Molecular evidence of monogamy has been reported in the many seahorse species in both laboratory and wild populations, including H. kuda and H. reidi (Rosa et al. 2007; Freret-Meurer and Andreata 2008; Ooi et al. 2010; Rose et al. 2014). However in this experiment, polyandry occurred among one H. reidi (♀) and several H. kuda (♂) specimens before interspecific fertilization, even though the seahorses are known to be monogamous species. Polygamy has already been reported in several seahorse species in nature (Kvarnemo et al. 2000; Foster and Vincent 2004); and thus, we newly report that polygamy between the two species can also occur in laboratory conditions.
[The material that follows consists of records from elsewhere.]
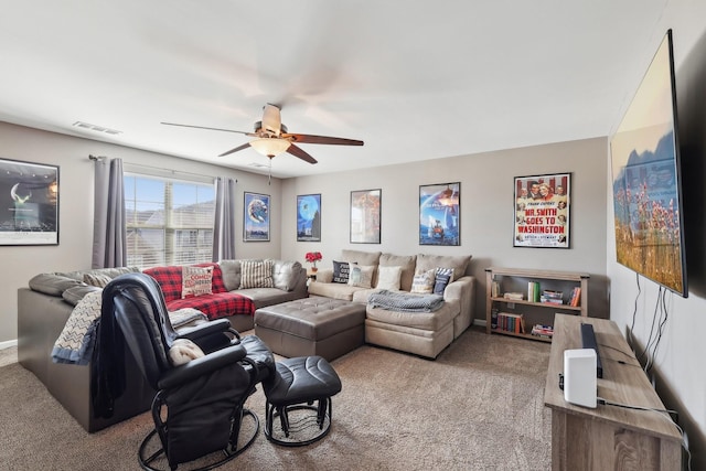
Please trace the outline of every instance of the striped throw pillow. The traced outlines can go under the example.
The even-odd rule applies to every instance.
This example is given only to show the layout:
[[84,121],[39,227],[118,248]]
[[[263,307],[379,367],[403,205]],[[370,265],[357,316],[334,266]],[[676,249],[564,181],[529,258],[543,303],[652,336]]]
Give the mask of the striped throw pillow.
[[240,288],[274,288],[272,260],[242,260]]

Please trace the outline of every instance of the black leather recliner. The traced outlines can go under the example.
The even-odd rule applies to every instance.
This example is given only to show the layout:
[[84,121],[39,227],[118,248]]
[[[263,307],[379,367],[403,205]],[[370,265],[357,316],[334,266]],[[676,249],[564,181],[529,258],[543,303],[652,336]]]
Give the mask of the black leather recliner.
[[[191,340],[204,356],[174,366],[169,352],[176,339]],[[151,409],[154,430],[138,453],[143,469],[157,469],[152,467],[159,465],[159,460],[163,463],[164,456],[174,470],[179,463],[223,451],[220,459],[201,468],[211,469],[235,458],[255,440],[259,421],[244,403],[274,365],[271,352],[257,338],[242,343],[227,320],[175,332],[159,285],[136,272],[117,277],[105,287],[98,342],[101,407],[109,409],[113,398],[121,393],[122,376],[115,360],[120,357],[122,345],[129,347],[158,392]],[[248,349],[254,358],[248,357]],[[246,417],[252,436],[240,438]],[[160,443],[148,456],[148,450],[156,448],[156,436]],[[238,448],[239,438],[243,445]]]

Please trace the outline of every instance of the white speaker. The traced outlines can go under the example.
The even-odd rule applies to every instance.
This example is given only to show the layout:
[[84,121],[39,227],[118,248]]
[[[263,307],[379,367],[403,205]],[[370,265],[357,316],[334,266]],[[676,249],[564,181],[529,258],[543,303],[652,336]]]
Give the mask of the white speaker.
[[598,379],[596,351],[576,349],[564,351],[564,399],[584,407],[597,407]]

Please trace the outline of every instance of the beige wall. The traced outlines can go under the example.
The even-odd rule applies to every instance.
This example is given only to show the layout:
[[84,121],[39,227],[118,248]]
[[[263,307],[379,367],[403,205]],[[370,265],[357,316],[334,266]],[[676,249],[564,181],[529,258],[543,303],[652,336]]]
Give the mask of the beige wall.
[[[58,246],[0,246],[0,344],[17,339],[17,290],[28,280],[45,271],[76,270],[90,267],[93,244],[93,172],[89,154],[121,158],[138,163],[201,175],[226,175],[238,180],[236,185],[237,220],[243,215],[243,192],[272,196],[271,242],[244,243],[236,238],[238,254],[252,257],[279,257],[281,181],[232,169],[175,159],[153,152],[129,149],[86,139],[0,122],[0,158],[60,165]],[[236,226],[242,234],[242,225]]]
[[[570,249],[513,248],[514,176],[571,172]],[[461,182],[461,246],[420,246],[419,185]],[[382,189],[382,243],[350,244],[350,192]],[[321,243],[297,243],[296,199],[321,193]],[[484,319],[490,266],[591,274],[591,315],[608,317],[606,288],[606,139],[596,138],[282,182],[282,257],[320,250],[329,267],[342,248],[394,254],[471,254],[480,285],[475,318]]]

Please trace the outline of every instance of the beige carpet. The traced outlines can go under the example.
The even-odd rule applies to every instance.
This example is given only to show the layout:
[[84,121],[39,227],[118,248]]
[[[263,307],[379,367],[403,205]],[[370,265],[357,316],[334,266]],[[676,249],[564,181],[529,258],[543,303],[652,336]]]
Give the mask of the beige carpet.
[[[0,351],[0,365],[10,355]],[[288,449],[260,429],[253,447],[220,469],[547,470],[548,355],[546,343],[475,329],[436,361],[363,346],[333,362],[343,390],[327,438]],[[264,424],[261,390],[247,406]],[[152,426],[143,414],[87,433],[17,363],[0,366],[0,470],[139,469],[137,449]]]

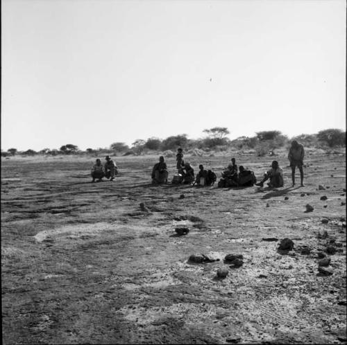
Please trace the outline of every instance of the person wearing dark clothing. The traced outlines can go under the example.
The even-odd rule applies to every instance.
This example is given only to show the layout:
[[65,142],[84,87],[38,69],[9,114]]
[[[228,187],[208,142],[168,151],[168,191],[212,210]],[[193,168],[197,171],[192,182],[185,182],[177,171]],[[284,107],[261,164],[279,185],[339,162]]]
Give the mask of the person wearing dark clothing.
[[155,164],[152,170],[152,183],[167,183],[168,175],[167,163],[164,160],[164,157],[160,156],[159,157],[159,163]]

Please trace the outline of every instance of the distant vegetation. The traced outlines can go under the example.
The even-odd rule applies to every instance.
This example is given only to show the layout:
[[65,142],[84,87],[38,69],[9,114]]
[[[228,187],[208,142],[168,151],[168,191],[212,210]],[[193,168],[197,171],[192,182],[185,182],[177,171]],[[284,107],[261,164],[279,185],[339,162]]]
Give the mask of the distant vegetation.
[[242,150],[255,154],[257,156],[276,154],[275,150],[287,147],[293,140],[296,140],[305,148],[319,148],[326,152],[331,149],[346,147],[346,132],[331,128],[319,132],[314,134],[300,134],[293,138],[288,138],[280,131],[269,130],[258,132],[254,136],[239,136],[230,140],[227,136],[229,130],[225,127],[214,127],[204,130],[206,136],[197,139],[191,139],[185,134],[168,136],[164,139],[151,137],[147,139],[137,139],[129,147],[125,143],[116,141],[109,148],[91,148],[85,151],[78,149],[73,144],[65,144],[58,149],[44,148],[36,152],[29,149],[18,151],[16,148],[10,148],[6,152],[1,150],[1,157],[35,156],[45,154],[56,156],[58,154],[88,154],[99,156],[112,154],[113,156],[141,155],[153,152],[164,152],[167,157],[174,157],[176,150],[181,147],[185,152],[195,155],[202,155],[204,152],[220,152],[227,150]]

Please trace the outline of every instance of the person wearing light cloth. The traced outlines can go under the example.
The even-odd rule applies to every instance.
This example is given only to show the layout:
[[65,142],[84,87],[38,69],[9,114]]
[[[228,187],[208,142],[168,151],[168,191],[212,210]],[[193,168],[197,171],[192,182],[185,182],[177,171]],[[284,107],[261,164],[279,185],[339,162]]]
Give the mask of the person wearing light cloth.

The genus Hippocampus has been listed in Appendix II of the Convention on International Trade in Endangered Species of Wild Fauna and Flora (CITES 2017), and international trade is restricted (Vincent et al. 2011). In Asia, even if trade is approved, H. reidi must be transported from its place of origin to a lucrative market over the great distance with exposure of high mortality; therefore, the commercial distribution of H. reidi is limited. Nevertheless, the conservation plans may be revised or extended for H. kuda and H. reidi, because the definition of the name H. kuda has been controversial with its sister species (Lourie et al. 1999; Teske et al. 2005; Lourie et al. 2016) and both species have a possibility of interspecific hybridization in distribution channels for economic benefits. The distinct morphotypes, geographic isolation, and genetic results can confirm that H. kuda and H. reidi are separate species, or they may be the products of the ongoing evolutionary divergence of a single complex (Teske et al. 2005; Lourie et al. 2016).
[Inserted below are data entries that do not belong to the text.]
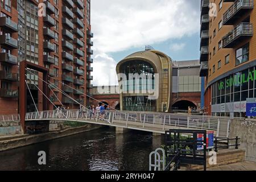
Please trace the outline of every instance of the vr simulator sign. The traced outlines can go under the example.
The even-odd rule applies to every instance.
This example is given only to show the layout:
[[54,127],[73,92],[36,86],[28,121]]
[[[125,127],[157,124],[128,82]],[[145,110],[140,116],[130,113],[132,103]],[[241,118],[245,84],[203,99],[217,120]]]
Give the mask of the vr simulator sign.
[[246,116],[256,116],[256,98],[246,100]]

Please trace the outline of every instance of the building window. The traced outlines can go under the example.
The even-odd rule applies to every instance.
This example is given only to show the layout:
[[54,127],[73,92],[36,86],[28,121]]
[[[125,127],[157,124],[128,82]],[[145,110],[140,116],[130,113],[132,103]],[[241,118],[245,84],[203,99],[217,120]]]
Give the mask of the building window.
[[249,44],[246,44],[236,51],[236,65],[249,61]]
[[227,64],[229,63],[229,55],[226,56],[226,57],[225,57],[225,64]]
[[222,47],[222,42],[221,40],[220,40],[218,42],[218,47],[219,49]]
[[221,68],[221,60],[220,60],[218,62],[218,69],[220,68]]
[[222,8],[222,0],[218,3],[218,10],[220,11]]
[[218,23],[218,30],[220,30],[220,29],[221,29],[222,27],[222,20],[221,20],[220,23]]

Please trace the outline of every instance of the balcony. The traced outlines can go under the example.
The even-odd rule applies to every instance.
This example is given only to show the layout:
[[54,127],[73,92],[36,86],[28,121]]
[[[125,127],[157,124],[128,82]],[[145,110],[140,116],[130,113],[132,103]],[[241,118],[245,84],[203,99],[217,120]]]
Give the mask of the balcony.
[[73,89],[72,88],[70,88],[66,85],[62,86],[62,90],[63,92],[70,93],[72,93],[73,92]]
[[74,101],[72,100],[72,99],[68,98],[67,96],[63,96],[62,97],[62,103],[63,104],[72,104],[74,102]]
[[87,39],[86,43],[88,45],[93,46],[93,42],[92,42],[90,39]]
[[237,0],[224,13],[223,24],[233,25],[247,11],[253,9],[253,0]]
[[62,75],[61,78],[63,81],[65,81],[72,83],[74,81],[72,77],[67,75]]
[[206,46],[209,45],[209,30],[201,31],[200,46]]
[[63,6],[62,7],[62,12],[66,15],[67,15],[69,18],[72,19],[74,18],[74,14],[73,13],[72,11],[69,10],[67,6]]
[[44,41],[43,43],[43,47],[45,51],[47,52],[55,52],[55,49],[54,48],[53,44],[52,44],[48,41]]
[[201,31],[209,30],[209,14],[203,15],[201,16]]
[[87,57],[86,61],[90,63],[93,63],[93,59],[91,58],[90,57]]
[[18,49],[18,40],[8,34],[0,35],[0,44],[10,49]]
[[66,59],[68,61],[73,61],[73,55],[67,52],[63,52],[62,53],[62,57]]
[[79,38],[84,38],[84,33],[78,28],[75,28],[73,32],[76,34]]
[[78,18],[80,19],[84,18],[84,14],[78,7],[73,9],[73,13],[76,14]]
[[45,63],[48,63],[51,64],[55,64],[55,60],[54,59],[54,57],[51,56],[50,55],[44,55],[43,60]]
[[77,38],[75,39],[74,43],[76,44],[76,46],[77,47],[84,47],[84,43],[81,40],[79,40]]
[[9,81],[18,81],[18,73],[7,73],[5,71],[0,71],[0,80]]
[[201,13],[205,14],[209,12],[209,0],[202,0],[201,3]]
[[82,60],[80,60],[78,58],[75,58],[74,59],[74,64],[76,64],[79,66],[83,67],[84,65],[84,62]]
[[73,44],[66,40],[62,41],[62,47],[65,47],[71,51],[73,51]]
[[209,46],[202,46],[200,49],[200,63],[208,61],[209,56]]
[[74,24],[67,18],[62,18],[62,24],[66,26],[67,27],[69,27],[70,29],[74,29]]
[[74,90],[73,93],[76,95],[82,95],[84,94],[84,90],[82,89],[77,89],[77,90]]
[[79,79],[76,78],[74,80],[74,84],[79,85],[83,85],[84,81],[82,81],[82,80],[79,80]]
[[86,71],[88,72],[93,72],[93,68],[91,67],[90,65],[86,66]]
[[69,72],[73,72],[73,67],[71,65],[67,63],[63,63],[61,65],[63,70],[67,71]]
[[46,16],[44,16],[43,20],[44,22],[47,24],[49,27],[54,27],[55,26],[54,19],[49,15],[46,15]]
[[93,88],[93,85],[92,84],[87,84],[86,85],[86,88],[88,89],[92,89]]
[[43,34],[44,36],[48,37],[50,39],[55,39],[54,32],[48,28],[44,28]]
[[73,23],[75,23],[79,28],[84,28],[84,23],[77,18],[75,18]]
[[17,98],[19,96],[18,90],[11,90],[0,89],[0,97],[7,98]]
[[92,76],[90,76],[90,75],[86,75],[86,79],[88,80],[93,80],[93,77]]
[[89,54],[89,55],[93,55],[93,51],[92,50],[90,49],[90,48],[88,48],[86,49],[86,52],[87,52],[87,53]]
[[84,75],[84,71],[82,70],[79,69],[78,68],[74,69],[74,74],[78,75],[79,76]]
[[49,76],[51,77],[55,77],[57,74],[56,73],[56,71],[54,69],[49,69]]
[[17,65],[18,57],[6,52],[0,53],[0,62]]
[[92,33],[92,32],[90,31],[90,30],[88,30],[86,31],[86,34],[90,38],[93,38],[93,33]]
[[81,0],[73,0],[73,1],[79,9],[84,9],[84,3]]
[[222,47],[234,48],[242,40],[249,39],[253,35],[253,24],[250,23],[241,23],[222,38]]
[[51,4],[51,3],[49,1],[44,1],[44,3],[46,5],[46,10],[49,14],[53,14],[53,13],[55,13],[55,9],[54,8],[53,5]]
[[18,32],[18,23],[6,16],[0,17],[0,27],[9,32]]
[[74,49],[74,53],[75,53],[76,55],[77,55],[80,57],[84,57],[84,52],[82,52],[82,51],[79,49],[77,48]]
[[67,5],[69,8],[73,8],[74,6],[74,3],[72,0],[63,0],[63,2]]
[[72,33],[65,28],[62,30],[62,35],[65,36],[69,40],[74,40],[74,36]]
[[209,69],[208,62],[201,62],[200,76],[200,77],[207,76],[207,75],[208,74],[208,69]]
Chester Zoo (UK, http://www.chesterzoo.org/) breeds H. reidi and H. kuda, and its researchers insist that H. kuda chesteri can reproduce (Bull and Mitchell 2002; Woodall et al. 2009). However, hybrid verification of the H. kuda chesteri is not fully conducted because mtDNA verification shows the maternal result (Woodall et al. 2009). Therefore, we must check the capacity of H. kuda chesteri because it increases the importance of the hybrid between female H. kuda and male H. reidi produced with the opposite mating strategy in the present study. Interactive sexual hybridization also doubts that the species are capable of full genetic exchange.
Conclusions
Discordance between morphological results (melanophore and development patterns) and the molecular result of mtDNA cytochrome b (neighbor-joining tree) paradoxically confirmed interspecific hybridization of two seahorses, H. kuda and H. reidi. Moreover, heterozygosity of ncDNA ribosomal protein S7 gene via partially mixed template also supported the hybridization. In allometric growth comparison, the snout length growth was slower, but the eye diameter growth was faster in hybrids than those of H. kuda, which suggests successful suction has a favorable impact in the early stage growth. A detailed morphological study is essential for the immediate analysis of these species and to support their future management. Improved taxonomic information will aid in distinguishing hybridization from parental phenotypes so as to monitor hybrids in the international trades.